Майя подошла совершенно бесшумно и несколько секунд стояла за спиной Бертона.
- Неплохо! - небрежно бросил Чарли. - Но мистер Лаптев у вас здесь чересчур героичен.
- А он такой и есть, - спокойно возразила девушка.- Кстати, моего пса он сумел покорить за несколько минут. Другим этого сделать не удавалось.
- Очевидно, ваш пес не сталкивался с настоящим мужчиной! - безапелляционно заявил Бертон.- Где он? Он ляжет к моим ногам, как ягненок!
- Вы так думаете?.. - Майя посмотрела на Бертона так, словно он сказал что-то оскорбительное. - Ну, что же - идемте. Но знайте: спасать вас больше не буду!
Бертону пришлось проглотить недвусмысленный оскорбительный намек на историю с обезьяной.
Майя открыла дверь своей спальни и позвала:
- Самум!
Пес вскочил в гостиную одним прыжком. Он, очевидно, уже давно слышал чужой голос, чувствовал чужой запах, а теперь увидел чужого прямо перед собой.
Самум пошел на Бертона с глухим рычанием. Тот двигался навстречу ему молча. Расстояние между человеком и зверем все уменьшалось. Пес напрягся, готовясь к прыжку.
- Ложись! - крикнул Бертон.
То ли команда прозвучала слишком поздно, то ли в голосе человека прозвучали не те интонации, но окрик не дал желанного результата. Собака прыгнула, норовя схватить человека за горло.
Чарлз Бертон был начеку. Он ударил Самума ногой в живот; пес отлетел к противоположной стене, не издав ни звука, и ринулся снова. Повторилась та же история.
И тогда пес переменил тактику. Он начал кружить вокруг намеченной жертвы, выбирая ее уязвимое место. Бертон отступил к стене, ощупывая сзади себя воздух.
Собака прыгнула третий раз. Теперь ее зубы щелкнули перед лицом Бертона, но тот схватил пса за шею, стиснул и отшвырнул прочь. Чарли пошатнулся, наткнулся на кадку с рододендроном, выхватил бамбуковую палку, поддерживавшую стебель растения, и бросился в атаку.
Удары посыпались на Самума градом. Пес не покорялся. Весь окровавленный, он все еще кидался на Бертона. Тот медленно загонял его в угол.
- Ложись!.. Ложись!..
И пес лег, дрожа от бешеной злости, с налитыми кровью глазами.
- Встань! - на Самума обрушился еще один удар, и пес вскочил.- Ложись!.. Встань!.. Ложись!..
Собака покорялась, понимая, что человек сильнее ее. Но до полной покорности, которой добивался Бертон, было еще далеко.
- Хватит! - Майя вырвала из рук Чарли палку, швырнула ее прочь и втащила собаку в свою спальню. - Это… зверство!
- Вы сами хотели этого! - вызывающе ответил Бертон, вытирая кровь на лице, поцарапанном когтями Самума. - Я выиграл наше малчаливое пари и теперь поцелую вас…
Он сделал шаг к Майе и вдруг остановился.
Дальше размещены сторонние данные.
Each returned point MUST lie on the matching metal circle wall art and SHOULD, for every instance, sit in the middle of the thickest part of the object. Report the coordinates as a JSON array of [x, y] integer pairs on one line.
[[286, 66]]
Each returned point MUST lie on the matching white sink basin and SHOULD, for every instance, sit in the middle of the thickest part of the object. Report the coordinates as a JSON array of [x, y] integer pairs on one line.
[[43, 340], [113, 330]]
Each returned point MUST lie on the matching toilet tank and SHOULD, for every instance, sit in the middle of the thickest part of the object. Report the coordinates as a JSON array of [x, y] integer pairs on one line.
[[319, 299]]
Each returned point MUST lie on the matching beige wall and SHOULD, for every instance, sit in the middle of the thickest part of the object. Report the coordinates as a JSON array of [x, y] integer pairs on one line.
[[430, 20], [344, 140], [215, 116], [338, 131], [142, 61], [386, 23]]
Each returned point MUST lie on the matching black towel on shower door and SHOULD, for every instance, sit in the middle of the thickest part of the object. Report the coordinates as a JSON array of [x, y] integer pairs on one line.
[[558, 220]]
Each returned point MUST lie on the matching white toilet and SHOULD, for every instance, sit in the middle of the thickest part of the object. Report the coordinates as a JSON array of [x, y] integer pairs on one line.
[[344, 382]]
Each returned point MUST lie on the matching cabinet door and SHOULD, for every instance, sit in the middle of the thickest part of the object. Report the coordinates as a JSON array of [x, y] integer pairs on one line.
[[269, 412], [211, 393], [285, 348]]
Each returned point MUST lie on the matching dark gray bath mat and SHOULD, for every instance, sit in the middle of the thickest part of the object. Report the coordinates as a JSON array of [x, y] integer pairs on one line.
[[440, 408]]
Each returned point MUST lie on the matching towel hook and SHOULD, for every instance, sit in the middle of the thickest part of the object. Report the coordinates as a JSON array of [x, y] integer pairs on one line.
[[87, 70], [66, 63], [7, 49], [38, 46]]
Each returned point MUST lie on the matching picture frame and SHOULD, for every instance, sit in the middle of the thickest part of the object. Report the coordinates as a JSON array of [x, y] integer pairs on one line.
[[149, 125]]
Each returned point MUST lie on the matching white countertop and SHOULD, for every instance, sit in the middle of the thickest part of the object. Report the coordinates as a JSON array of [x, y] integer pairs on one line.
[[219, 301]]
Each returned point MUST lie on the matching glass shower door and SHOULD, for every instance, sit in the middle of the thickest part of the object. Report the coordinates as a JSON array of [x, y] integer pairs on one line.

- Но нет! Свой поцелуй я возьму в другой раз. На глазах у героического русского врача!
Чарли быстрыми шагами пошел из комнаты.
- Подождите! - крикнула Майя. - Подождите!
Он остановился, надеясь услышать что-нибудь, может быть, и острое, но приятное.
- Никогда… никогда вы меня не поцелуете! - с тихой угрозой сказала девушка. - А если отважитесь это сделать - умрете в ту же минуту. Запомните: я дочь раджи Сатиапала, а не девица с Пикадилли-стрит!
- Простите, мисс Майя!.. - Чарли понял, что перешел границы дозволенного и старался спасти положение. - В человеке иногда просыпается зверь…
- Мне кажется, наоборот, в вас лишь иногда просыпается человек. Да и то непривлекательный.
- Вы ошибаетесь. Майя… - только и мог ответить Бертон.
Весь день после этого он кипел. Ничто ему не давалось, но Сатиапал, заметив это, по-своему истолковал его необычное настроение: молчаливость и угнетенность Чарли он приписал влюбленности.
Все, что угодно, только не это! Надо заинтересовать Чарли наукой, раскрыть ему важнейшие тайны, заставить работать до седьмого пота, чтобы некогда было дыхнуть! А Майю хоть на время увезти куда-нибудь из имения.